For Jankovic fans it is not something new. The singer already made an amazing parody film in the 80s called ‘UHF’ (1989) that was ahead of the sarcastic style of Mike Judge and other MTV prophets, a Perfect prelude to ‘Cabezas Huecas’, ‘Zero in conduct’ and, above all, ‘Wayne’s World’, even sharing the acid spirit compatible with the good vibes of ‘The Adventures of Bill and Ted’ of the same year. His own biopic of him is nothing more than an extension of that very 90s philosophy and is in line with other projects of his such as his own children’s program from that decade.
A cake to the face in the style of fashionable musical biopics
Of course, this new film is made with his full input, co-writing the script and appearing as a record executive, practically winking at the camera as he berates his meta-film doppelganger. The director is Eric Appel, who was also behind the original sketch of ‘Funny Or Die’ on which the film is based, whose objective is to tell the character’s story, vindicating his success while smashing all musical biographical clichés there have been and to have
So much so that ‘Weird’ could deal with the life of an imaginary musician and it would still work the same. It is very possible that in Spain and other non-English-speaking countries his success has gone unnoticed, since his secret lies in the ingenuity of a surgeon (jé) in the syllabic reformulation of the original songs. A subject that is dealt with in the film, of course, while it dramatizes to paroxysm the common places of the curriculum of any rock musician.
There’s a rocky relationship with parents that turns ‘Rocketman’ into an old joke, a eureka moment, where inspiration strikes Yankovic to write ‘My Bologna’, which seems to trigger ‘We Will Rock You’ from ‘Bohemian Rhapsody’ at the moment. ‘, and even the descent into drink and drugs that basically appears at the end of the second act of any contemporary musical review at the cinema. The joke rises to the bucket when Yankovic is hailed as a supernatural genius for replacing existing song lyrics, which is so crazy it ends up being real.
fuzzy reality and fiction
The core of the narrative is a series of skits centered on the musician, altering times, facts and truth, playing with the concept in cool scenes like ‘The Dirt’-style pool party (2019), hosted by Dr. Demento, the typical one in which the newcomer has to prove his worth to his peers, very much in the style of ‘Eight Mile’, which is also peppered with an absurd number of cameos that help shape the extra-cinematic reality of the musician , a beloved guy full of friends in the industry.
So much so that one of the craziest things about the film is true, the idea that the major record companies were looking for him to do their parody and thus “dope” successful singles with a new life or somehow elevate those who they didn’t have it. A characteristic that defines the essential quality of the film, tell things that happened in such a way that you don’t know to what extent there is reality or fiction, such as the fact of his affair with Madonna or his award collection, represented in the film as a corrosive version of ‘A star is born’ (2018).

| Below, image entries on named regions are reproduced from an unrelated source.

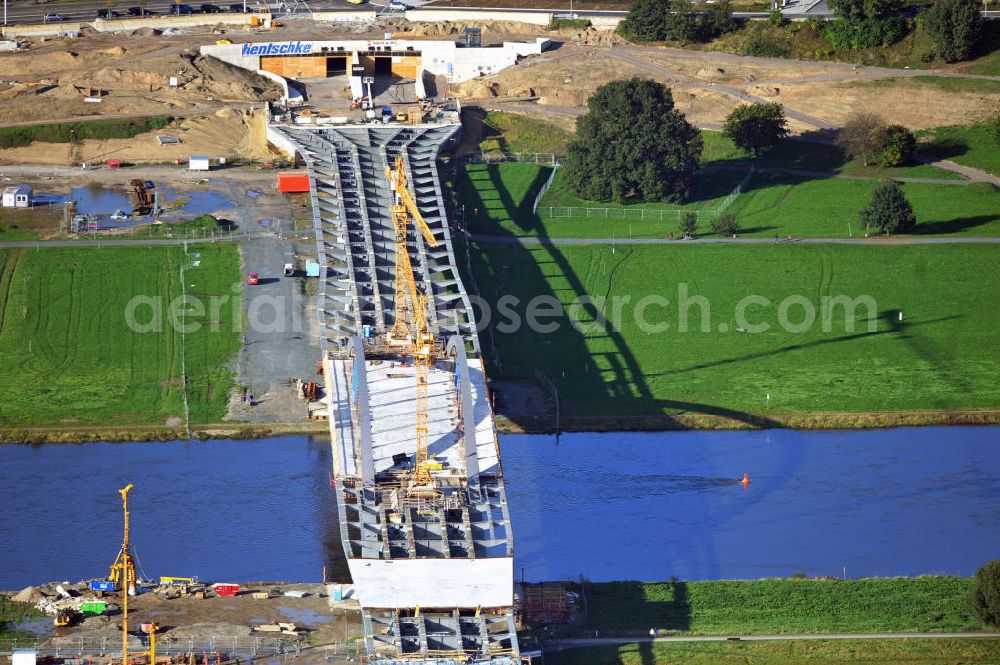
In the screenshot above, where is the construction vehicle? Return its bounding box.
[52,607,80,628]
[160,575,198,586]
[385,157,437,495]
[108,483,136,664]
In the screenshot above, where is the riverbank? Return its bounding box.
[0,420,330,444]
[496,409,1000,434]
[552,576,990,638]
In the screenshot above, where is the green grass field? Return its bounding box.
[473,243,1000,420]
[701,130,964,180]
[545,638,1000,665]
[917,124,1000,174]
[728,173,1000,238]
[456,157,1000,241]
[0,245,240,427]
[572,577,986,637]
[479,111,573,155]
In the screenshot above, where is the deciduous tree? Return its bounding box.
[722,102,788,156]
[563,78,702,202]
[924,0,983,62]
[837,112,886,166]
[874,125,917,168]
[861,180,917,235]
[967,559,1000,628]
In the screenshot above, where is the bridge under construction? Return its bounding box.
[270,122,521,665]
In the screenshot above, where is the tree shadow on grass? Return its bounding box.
[912,214,1000,235]
[917,138,969,159]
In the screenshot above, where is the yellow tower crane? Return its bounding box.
[385,157,437,494]
[109,483,135,665]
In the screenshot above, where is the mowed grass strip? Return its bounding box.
[917,122,1000,174]
[576,576,986,637]
[545,638,1000,665]
[473,243,1000,418]
[0,245,240,427]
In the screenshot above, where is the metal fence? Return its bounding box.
[534,166,754,222]
[462,152,559,166]
[531,162,559,215]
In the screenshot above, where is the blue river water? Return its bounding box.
[0,427,1000,589]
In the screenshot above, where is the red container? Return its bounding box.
[212,584,240,597]
[278,173,309,194]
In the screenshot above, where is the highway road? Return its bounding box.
[4,0,370,24]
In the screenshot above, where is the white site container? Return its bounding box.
[10,649,38,665]
[3,185,31,208]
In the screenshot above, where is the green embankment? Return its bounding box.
[0,245,241,427]
[545,638,1000,665]
[572,576,986,637]
[0,115,173,148]
[479,111,573,155]
[0,596,41,640]
[473,243,1000,426]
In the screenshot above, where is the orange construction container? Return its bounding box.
[278,173,309,193]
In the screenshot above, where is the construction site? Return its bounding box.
[0,5,995,665]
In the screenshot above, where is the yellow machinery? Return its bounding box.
[160,575,194,586]
[52,607,77,628]
[108,483,135,665]
[385,157,437,494]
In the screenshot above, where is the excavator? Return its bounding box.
[385,157,438,495]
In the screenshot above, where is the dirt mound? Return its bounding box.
[551,27,628,46]
[696,67,726,81]
[169,621,253,638]
[11,586,45,605]
[385,19,548,39]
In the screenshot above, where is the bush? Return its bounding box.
[0,116,173,148]
[923,0,983,62]
[743,32,788,58]
[874,125,917,168]
[712,212,740,236]
[679,212,698,237]
[703,0,739,39]
[967,559,1000,628]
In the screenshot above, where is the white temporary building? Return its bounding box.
[3,185,31,208]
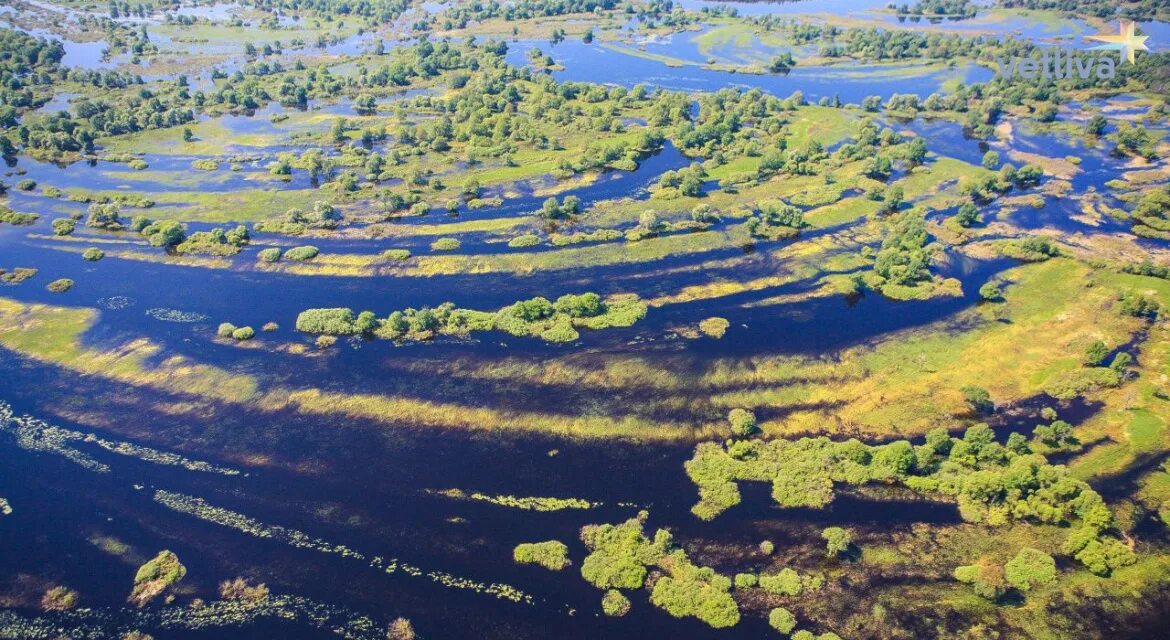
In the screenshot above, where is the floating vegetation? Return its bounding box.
[581,511,739,628]
[425,489,601,511]
[296,293,647,343]
[97,296,135,311]
[0,267,36,284]
[0,596,386,640]
[154,489,532,604]
[146,307,208,324]
[0,401,240,475]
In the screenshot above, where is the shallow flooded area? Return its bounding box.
[0,0,1170,640]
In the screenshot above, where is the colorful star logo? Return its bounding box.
[1087,20,1150,64]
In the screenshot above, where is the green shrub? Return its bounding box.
[140,220,187,247]
[698,317,731,338]
[284,245,321,262]
[232,326,256,342]
[44,277,74,294]
[1004,548,1057,591]
[541,316,580,343]
[728,408,758,438]
[53,218,77,235]
[512,541,570,571]
[314,336,337,350]
[601,589,629,618]
[129,551,187,607]
[768,607,797,634]
[41,586,80,611]
[820,527,853,557]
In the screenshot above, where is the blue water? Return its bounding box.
[508,41,995,103]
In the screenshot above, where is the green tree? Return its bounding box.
[820,527,853,558]
[1004,548,1057,591]
[982,150,999,171]
[728,408,758,438]
[768,607,797,634]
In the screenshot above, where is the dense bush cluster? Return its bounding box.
[292,294,647,342]
[686,425,1134,574]
[581,511,739,628]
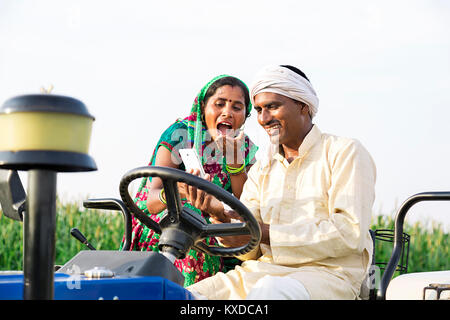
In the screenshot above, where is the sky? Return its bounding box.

‘Weird: the story of Al Yankovic’ is one more outburst of genius from a showman who bases his musical art on humor, who exemplifies in his being the gentle claim of the strange and what we consider strange. An artifact to empower geeks and nerds against the untouchable idols of the music industry, but above all a wonderful comedy full of rhythm and healthy stupidity, which shakes the starched stereotypes of cinema that makes people take themselves too seriously.